On Blogging...and the end of Chronicles
It used to be that last time, I looked forward to and enjoyed blogging, and when I didn’t blog, I felt an itch that needed to be scratched. At times, I poured out my emotions through my blog. In the past almost 1 year, I have been blogging very intermittently and sporadically. There have been moments, I wont deny, that I have had the itch to do so. But the itch is gone very soon, and thoughts that I wanted to blog about but has escaped me does not make me feel weird until it has been blogged down. Basically, not blogging makes no difference to me.
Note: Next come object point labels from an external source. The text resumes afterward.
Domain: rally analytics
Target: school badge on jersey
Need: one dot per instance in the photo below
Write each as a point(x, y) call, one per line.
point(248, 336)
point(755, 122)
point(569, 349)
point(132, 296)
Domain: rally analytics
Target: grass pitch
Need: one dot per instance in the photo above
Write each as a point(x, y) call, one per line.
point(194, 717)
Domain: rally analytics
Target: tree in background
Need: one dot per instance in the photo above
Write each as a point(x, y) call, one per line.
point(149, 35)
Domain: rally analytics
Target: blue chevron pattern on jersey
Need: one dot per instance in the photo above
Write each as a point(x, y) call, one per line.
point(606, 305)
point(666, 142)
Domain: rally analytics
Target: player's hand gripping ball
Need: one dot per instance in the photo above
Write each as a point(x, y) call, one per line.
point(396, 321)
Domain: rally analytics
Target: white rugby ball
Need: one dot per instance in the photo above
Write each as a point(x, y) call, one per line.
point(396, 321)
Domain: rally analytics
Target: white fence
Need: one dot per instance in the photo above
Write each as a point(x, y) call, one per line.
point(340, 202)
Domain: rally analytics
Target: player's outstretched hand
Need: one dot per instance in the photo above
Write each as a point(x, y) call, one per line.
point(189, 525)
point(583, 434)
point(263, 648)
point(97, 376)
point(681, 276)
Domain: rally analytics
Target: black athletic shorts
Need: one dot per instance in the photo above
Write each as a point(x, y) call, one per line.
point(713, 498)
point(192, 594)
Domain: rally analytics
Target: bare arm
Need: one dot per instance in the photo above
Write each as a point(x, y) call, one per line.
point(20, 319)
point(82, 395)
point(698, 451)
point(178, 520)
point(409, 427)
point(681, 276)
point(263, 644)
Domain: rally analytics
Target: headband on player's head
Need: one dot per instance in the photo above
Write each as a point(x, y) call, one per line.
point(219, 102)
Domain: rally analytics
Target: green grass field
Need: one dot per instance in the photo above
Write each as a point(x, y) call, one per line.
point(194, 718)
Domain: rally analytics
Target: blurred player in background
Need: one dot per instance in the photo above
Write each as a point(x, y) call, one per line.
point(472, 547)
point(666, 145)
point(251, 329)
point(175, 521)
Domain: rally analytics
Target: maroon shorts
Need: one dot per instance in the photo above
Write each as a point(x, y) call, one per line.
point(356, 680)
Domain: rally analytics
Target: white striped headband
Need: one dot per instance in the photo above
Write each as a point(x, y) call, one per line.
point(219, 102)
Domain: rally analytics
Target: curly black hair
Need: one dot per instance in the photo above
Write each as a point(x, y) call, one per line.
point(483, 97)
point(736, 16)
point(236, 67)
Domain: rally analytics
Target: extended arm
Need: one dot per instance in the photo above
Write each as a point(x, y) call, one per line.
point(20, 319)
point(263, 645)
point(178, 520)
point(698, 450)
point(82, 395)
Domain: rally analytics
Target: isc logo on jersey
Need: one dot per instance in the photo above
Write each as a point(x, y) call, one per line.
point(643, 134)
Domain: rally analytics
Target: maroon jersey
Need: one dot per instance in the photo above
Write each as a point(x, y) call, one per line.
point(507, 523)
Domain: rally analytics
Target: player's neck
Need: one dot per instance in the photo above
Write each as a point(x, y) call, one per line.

I think I might be growing out of blogging. I’m not so partial to venting my emotions here anymore, coz it is more productive to just handle the issue, and not talk about things. That’s my style. I think when I get married I will stop this.
Reading my old, old posts, I actually get embarrassed at how I handled things and how I felt. Moving on I think my emotions and moods are stabilizing, where the extremes are not so extremes and are better handled. When I read blogs I previously used to haunt and stalk, I see that many of the blogs I used to read are still the same, talking about the same things.
It seems that in this time, the person hasn’t really grown much or developed much. We should use blogs as a reference path down memory lane and then can chart our progress and what else needs to be done. Seriously, in life, there’s a lot more to it. And a lot of our problems are dramaticized, exaggerated by us. I think there is a part in all of us that likes to taint our life with a touch of tragedy sorrow and injustice.
Our love for drama and theatrics needs to be infused with a healthy dose of reality, and we should learn to recognize this trait and separate the actual situation. Then we don’t confuse truth and fantasy and end up messing things up more. When we try to view our lives through rose tinted glasses, there are actually many worthy roses to smell, and things are never as bad as they seem.